FIG. 9 is a waveform diagram shown to explain the case where this embodiment is used and the case where it is not used.
Components having the same meaning as the waveforms shown in the figure are given the same reference numerals. FIG. 9 is a waveform diagram for a case in which the load L _D increases and moves in stages and this embodiment is not applied _. This embodiment is not applicable to cases where there is a flat portion. This figure is a waveform diagram when this embodiment is applied and control is performed on the condition that the main steam temperature T _S reaches the rated temperature T _M. Cases 1 and 2 shown in FIG. 9 are cases where the generation of the main steam flow rate due to the amount of fuel in the boiler and the generator output required by the system are not balanced.
In such a case, it can be understood that fuel is lost by the turbine bypass flow rate.
However, according to this embodiment, after the main steam temperature T _S shown in FIG. Since the bypass flow rate increases, the main steam flow rate decreases, and the operation can be controlled as in case 3 shown in FIG. 9, resulting in energy savings.

As described above, according to the present invention, the amount of fuel can be reduced as the turbine bypass flow rate increases during startup, so there is an effect that the amount of fuel can be reduced and energy can be saved.
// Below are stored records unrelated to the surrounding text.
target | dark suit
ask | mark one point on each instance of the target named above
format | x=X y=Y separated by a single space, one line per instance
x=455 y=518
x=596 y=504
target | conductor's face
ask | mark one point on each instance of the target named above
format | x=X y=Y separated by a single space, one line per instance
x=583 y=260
[Brief explanation of the drawing]

FIG. 1 is a system diagram showing an embodiment of the power plant operation control device according to the present invention, and FIG. 2 is a waveform diagram shown to explain the operation of the power plant,
FIG. 3 is a block diagram showing a specific example of the control circuit of the power plant operation control device according to the present invention, FIG. 4 is a block diagram showing a specific example of the initial fuel program circuit used in the control circuit, and FIG. FIG. 4 is an explanatory diagram of the operation, and FIG. 6 is a block diagram showing a specific example of the boiler starting pressure setting circuit used in the control circuit.
7 is an explanatory diagram of the operation of FIG. 6, FIG. 8 is a block diagram showing a specific example of the fuel command target value setting circuit in the initial fuel program circuit of FIG. 4, and FIG.
and are waveform diagrams shown for explaining the operation of the embodiment of the present invention. 10...Steam generator (boiler), 12...Water pump, 16...Water flow control valve, 22...Fuel flow control valve, 28...Turbine control valve, 32...High pressure turbine, 34... Generator , 38... intercept valve, 40... low and intermediate pressure turbine, 42... condenser,
46... High pressure turbine bypass valve, 50... Low pressure turbine bypass valve, 70... Low pressure turbine bypass flow rate detector, 87... Initial fuel program circuit, 92... Boiler starting pressure setting circuit, 400...
...Target value setting circuit.

Claims (1)

[Claims] 1. Control the state variables of the power generation plant including the amount of power generation and fuel amount based on a predetermined start-up operation schedule, and control the turbine bypass flow rate to make the main steam pressure match the value based on the schedule. In this power plant operation control device, when a detection signal indicating that the main steam temperature has reached a predetermined value is input, the amount of fuel is decreased or A power generation plant operation control device characterized by being provided with a control circuit for incremental correction.